Romanian President Traian Basescu was left little choice but to re-appoint rival Victor Ponta as prime minister after the leftist's party won an election resoundingly.

Mr Ponta's Social Liberal Union (USL) won up to 60% of votes in yesterday's parliamentary election, results showed.

The electoral system could give it an even bigger share of seats in the Balkan country's parliament, putting Mr Ponta in a strong position in a power struggle with the right-wing Mr Basescu.

Mr Basescu had said he would not ask Mr Ponta to be prime minister again after the USL failed to impeach him in July.

While he has since softened his tone, he could try to split the USL by naming someone else from the alliance of leftists and liberals.

Any uncertainty over a new government would delay talks over a new deal with the International Monetary Fund to replace a €5bn  agreement expiring in early 2013.

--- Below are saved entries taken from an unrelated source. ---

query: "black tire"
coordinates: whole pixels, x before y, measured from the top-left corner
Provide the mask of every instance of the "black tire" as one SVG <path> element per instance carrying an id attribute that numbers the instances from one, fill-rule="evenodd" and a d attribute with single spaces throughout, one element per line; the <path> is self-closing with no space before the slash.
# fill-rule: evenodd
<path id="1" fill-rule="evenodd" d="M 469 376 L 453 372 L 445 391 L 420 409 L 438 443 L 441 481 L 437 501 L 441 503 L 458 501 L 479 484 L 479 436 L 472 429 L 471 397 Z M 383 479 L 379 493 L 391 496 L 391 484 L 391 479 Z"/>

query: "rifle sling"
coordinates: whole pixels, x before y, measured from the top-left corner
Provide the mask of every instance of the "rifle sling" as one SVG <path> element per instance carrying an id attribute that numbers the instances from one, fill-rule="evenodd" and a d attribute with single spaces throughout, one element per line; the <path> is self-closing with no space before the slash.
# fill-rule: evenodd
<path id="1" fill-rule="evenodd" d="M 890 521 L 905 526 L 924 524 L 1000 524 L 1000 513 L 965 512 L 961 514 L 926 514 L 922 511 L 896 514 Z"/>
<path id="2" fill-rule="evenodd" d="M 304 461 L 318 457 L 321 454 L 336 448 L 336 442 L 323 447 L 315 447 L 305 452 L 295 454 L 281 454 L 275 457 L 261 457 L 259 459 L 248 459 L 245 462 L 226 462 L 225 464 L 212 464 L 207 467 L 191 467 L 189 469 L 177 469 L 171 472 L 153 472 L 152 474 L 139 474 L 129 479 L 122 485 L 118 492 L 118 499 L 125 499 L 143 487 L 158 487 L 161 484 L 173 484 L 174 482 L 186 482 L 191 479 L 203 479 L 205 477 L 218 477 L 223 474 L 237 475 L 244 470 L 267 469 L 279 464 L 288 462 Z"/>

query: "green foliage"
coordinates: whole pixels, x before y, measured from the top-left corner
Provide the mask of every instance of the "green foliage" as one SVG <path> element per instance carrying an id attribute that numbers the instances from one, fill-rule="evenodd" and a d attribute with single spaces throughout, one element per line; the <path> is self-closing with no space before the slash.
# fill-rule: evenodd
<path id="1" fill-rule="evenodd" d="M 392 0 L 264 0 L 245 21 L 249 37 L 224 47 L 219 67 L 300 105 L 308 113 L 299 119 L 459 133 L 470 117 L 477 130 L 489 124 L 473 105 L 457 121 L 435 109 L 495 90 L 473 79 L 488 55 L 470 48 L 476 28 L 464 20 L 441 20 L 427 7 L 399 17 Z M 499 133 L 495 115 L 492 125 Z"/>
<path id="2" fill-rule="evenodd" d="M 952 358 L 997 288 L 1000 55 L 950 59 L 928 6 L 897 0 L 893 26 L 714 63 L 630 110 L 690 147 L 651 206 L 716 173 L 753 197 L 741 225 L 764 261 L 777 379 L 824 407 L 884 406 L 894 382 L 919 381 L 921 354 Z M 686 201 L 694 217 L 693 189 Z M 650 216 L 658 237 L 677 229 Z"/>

The leu currency and Bucharest stocks were a touch lower and bond yields rose slightly, but dealers said they may rally if a new government is in place quickly.

Mr Basescu has not yet commented on the election result. Ponta has said he hopes the vote will end the political "civil war".

Mr Ponta's party has promised to roll back the previous centre-right administration's austerity policies by cutting taxes and raising salaries, though it has limited room to do so given expectations of growth this year of just 0.4%. 

For its attempt to impeach the president, the USL came in for harsh criticism from the EU and US, which accused it of undermining the rule of law. Political analysts say that could discourage it from more radical steps.

On many indicators, Romania trails other ex-communist neighbours like Hungary, Poland and the Czech Republic.

Corruption is rife, its roads and rail are outdated and it cannot provide reliable basic services such as running water and electricity to all its 19m people nearly a quarter of a century after the fall of dictator Nicolae Ceausescu in 1989.

It joined the EU in 2007 but remains the second poorest and effectively a second-tier member.

It is excluded from the passport-free Schengen zone because of corruption concerns, and with its judicial system subject to special monitoring.